An ex-serviceman who took part in the civil rights march on Bloody Sunday described yesterday how he watched from a short distance away as paratroopers took up firing positions in the Bogside and opened fire in the direction of the crowd.
Mr John McLaughlin said three or four Saracen armoured personnel carriers passed him at speed as they entered the Bogside. After the vehicles stopped in Rossville Street, the back doors opened and a number of soldiers got out. An officer with a loudhailer was giving orders for the soldiers to take up positions.
"The orders I heard given to the soldiers were to take up firing positions, identify targets, and fire," the witness said. The soldiers immediately started to fire south, towards the crowd at Free Derry Corner. "To me, there were no targets. There were people being addressed at a meeting at Free Derry Corner with their backs to the fire," Mr McLaughlin told Lord Gifford QC, for the family of the late Jim Wray.
Another witness, Mr Bernard Smith, who had a ground-floor flat in William Street, close to where the main army barrier was located, said at about 12 or 12.30 a.m. on Bloody Sunday he heard people on the staircase and when he opened the door to his flat he saw three or four soldiers from the Parachute Regiment and two RUC detectives. One soldier appeared to be an officer.
"The officer said he wanted to take over the [unoccupied] top flat, but I said to him it was not going to be used as a sniping post. I told them to get out and they left peacefully," he said.
Later, during the shooting in the Bogside, he had run from the Rossville flats towards the crowd assembled at Free Derry Corner. As he ran he could hear more shooting, which he believed came from the city walls. "I believe the shots fired from the walls were being fired towards Free Derry Corner," Mr Smith said.
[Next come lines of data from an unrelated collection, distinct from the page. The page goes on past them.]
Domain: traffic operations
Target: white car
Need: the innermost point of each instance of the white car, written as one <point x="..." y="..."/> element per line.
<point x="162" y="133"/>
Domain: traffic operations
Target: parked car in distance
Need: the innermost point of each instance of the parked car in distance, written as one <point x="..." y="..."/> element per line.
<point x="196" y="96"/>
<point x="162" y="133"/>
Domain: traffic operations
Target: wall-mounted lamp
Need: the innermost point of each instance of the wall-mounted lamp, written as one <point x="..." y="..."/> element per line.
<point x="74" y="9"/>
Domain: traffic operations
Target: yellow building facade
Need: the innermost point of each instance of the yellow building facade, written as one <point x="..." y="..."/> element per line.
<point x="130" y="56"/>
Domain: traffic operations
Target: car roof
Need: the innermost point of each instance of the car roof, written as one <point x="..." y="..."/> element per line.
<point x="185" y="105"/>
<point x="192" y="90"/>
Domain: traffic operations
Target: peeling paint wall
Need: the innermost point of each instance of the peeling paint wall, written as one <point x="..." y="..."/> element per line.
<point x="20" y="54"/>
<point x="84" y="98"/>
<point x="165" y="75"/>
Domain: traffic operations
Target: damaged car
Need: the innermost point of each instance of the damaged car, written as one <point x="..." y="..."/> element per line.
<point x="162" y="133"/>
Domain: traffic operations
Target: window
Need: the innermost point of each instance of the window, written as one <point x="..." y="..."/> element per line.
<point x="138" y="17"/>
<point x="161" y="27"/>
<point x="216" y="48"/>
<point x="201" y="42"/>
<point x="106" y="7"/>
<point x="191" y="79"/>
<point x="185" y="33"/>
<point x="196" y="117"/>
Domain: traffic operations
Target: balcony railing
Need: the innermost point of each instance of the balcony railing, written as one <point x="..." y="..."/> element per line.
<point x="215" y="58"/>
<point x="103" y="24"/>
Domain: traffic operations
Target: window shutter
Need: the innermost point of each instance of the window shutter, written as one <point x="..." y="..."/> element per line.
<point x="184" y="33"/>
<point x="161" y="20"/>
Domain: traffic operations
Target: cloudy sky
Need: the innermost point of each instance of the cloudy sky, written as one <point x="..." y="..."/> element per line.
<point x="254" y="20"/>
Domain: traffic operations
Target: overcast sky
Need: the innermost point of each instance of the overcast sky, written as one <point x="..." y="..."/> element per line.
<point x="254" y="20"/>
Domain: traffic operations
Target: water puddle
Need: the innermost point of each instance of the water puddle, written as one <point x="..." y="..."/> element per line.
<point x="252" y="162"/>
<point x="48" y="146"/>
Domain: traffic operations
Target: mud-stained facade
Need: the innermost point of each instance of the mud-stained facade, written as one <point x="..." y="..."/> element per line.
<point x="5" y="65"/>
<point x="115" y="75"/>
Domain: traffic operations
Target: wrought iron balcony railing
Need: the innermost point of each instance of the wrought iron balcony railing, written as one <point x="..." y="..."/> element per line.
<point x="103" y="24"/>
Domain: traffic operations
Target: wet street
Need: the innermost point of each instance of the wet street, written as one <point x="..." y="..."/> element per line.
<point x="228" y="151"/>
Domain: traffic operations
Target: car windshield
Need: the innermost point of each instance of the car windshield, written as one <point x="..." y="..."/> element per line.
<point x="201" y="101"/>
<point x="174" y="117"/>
"I ran south across Fahan Street towards St Columb's Wells. I was conscious of bullets hitting the ground near me as I ran, but I did not stop.
"I ran past the Wells and entered Long Tower Chapel for safety. Whilst inside [the church] an English journalist arrived who was visibly frightened.
"He told me nine people had been killed that day and he was clearly disgusted."
Mr Thomas Doherty, who was a teacher at St Joseph's School in the Creggan, said he went on the march with several other teachers. After hearing a commotion at the eastern end of William Street, he went across some waste ground to the south of the street.
He lost contact with his friends and heard one or two high-velocity rifle shots. The word went around two people had been shot nearby.
Then he saw a civilian gunman about to come out of the doorway of a house which he thought was at the north end of Kelly Walk, facing into Rossville Street. The gunman, who appeared to have a shotgun or a rifle, was immediately accosted by a group of men.
"I heard at least one of them say `There's no shooting today' and the gunman was physically pushed back into the house." At 4.15 or 4.20 p.m., after he had made his way to the speakers' platform at Free Derry Corner, he heard gunfire "which I am absolutely certain came from the city walls".
The witness was asked by Mr Gerard Elias QC, for a number of soldiers, why he had not mentioned seeing the civilian gunman in a statement he provided to NICRA the day after Bloody Sunday.
Mr Doherty said the reference had been made in his more recent statement because over the last 28 years debate had arisen about whether shots had been fired (by civilian gunmen). He had not thought about the five or 10-second episode until he remembered the man being told that there was to be "no shooting today".